Light Neutron-Rich Hypernuclei from the Importance-Truncated No-Core Shell Model

TL;DR

This study uses an advanced ab initio no-core shell model with importance truncation to systematically analyze ground and excited states of neutron-rich hypernuclei, providing predictions and insights into their stability and spectra.

Contribution

It applies the importance-truncated no-core shell model with chiral interactions to hypernuclei, offering new predictions for neutron-rich hypernuclear properties and stability.

Findings

Neutron separation energies are stable and match experimental data.

Neutron drip lines are unaffected by hyperon addition.

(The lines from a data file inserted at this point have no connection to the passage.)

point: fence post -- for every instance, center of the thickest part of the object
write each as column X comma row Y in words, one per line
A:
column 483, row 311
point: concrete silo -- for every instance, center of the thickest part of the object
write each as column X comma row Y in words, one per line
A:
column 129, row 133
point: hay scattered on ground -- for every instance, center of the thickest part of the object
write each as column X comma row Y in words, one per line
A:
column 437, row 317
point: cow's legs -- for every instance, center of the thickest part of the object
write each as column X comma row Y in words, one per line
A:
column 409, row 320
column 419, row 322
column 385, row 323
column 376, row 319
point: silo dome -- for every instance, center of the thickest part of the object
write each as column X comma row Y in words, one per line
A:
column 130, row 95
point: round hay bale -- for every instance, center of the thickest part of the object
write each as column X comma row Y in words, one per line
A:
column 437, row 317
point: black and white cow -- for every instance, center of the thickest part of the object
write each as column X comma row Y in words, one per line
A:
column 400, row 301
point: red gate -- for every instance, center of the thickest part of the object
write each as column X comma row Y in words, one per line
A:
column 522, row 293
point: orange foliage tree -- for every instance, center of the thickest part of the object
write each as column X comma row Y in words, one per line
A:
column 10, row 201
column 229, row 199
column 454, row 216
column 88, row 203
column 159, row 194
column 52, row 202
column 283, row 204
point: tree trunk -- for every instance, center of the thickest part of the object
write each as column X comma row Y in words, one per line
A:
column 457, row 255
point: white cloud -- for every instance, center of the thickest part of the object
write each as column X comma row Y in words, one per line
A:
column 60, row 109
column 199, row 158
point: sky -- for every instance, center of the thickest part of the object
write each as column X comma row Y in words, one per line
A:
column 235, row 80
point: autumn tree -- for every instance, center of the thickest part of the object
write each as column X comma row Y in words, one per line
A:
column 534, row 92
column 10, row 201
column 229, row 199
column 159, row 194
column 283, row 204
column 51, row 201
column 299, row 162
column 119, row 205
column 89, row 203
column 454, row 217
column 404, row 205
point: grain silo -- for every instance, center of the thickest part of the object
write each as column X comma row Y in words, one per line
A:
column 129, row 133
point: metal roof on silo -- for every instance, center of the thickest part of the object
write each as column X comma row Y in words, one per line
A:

Predictions for unobserved hypernuclear spectra.

Abstract

We explore the systematics of ground-state and excitation energies in singly-strange hypernuclei throughout the helium and lithium isotopic chains --- from $^5_\Lambda$He to $^{11}_\Lambda$He and from $^7_\Lambda$Li to $^{12}_\Lambda$Li --- in the ab initio no-core shell model with importance truncation. All calculations are based on two- and three-baryon interaction from chiral effective field theory and we employ a similarity renormalization group transformation consistently up to the three-baryon level to improve the model-space convergence. While the absolute energies of hypernuclear states show a systematic variation with the regulator cutoff of the hyperon-nucleon interaction, the resulting neutron separation energies are very stable and in good agreement with available data for both nucleonic parents and their daughter hypernuclei. We provide predictions for the neutron separation energies and the spectra of neutron-rich hypernuclei that have not yet been observed experimentally. Furthermore, we find that the neutron drip lines in the helium and lithium isotopic chains are not changed by the addition of a hyperon.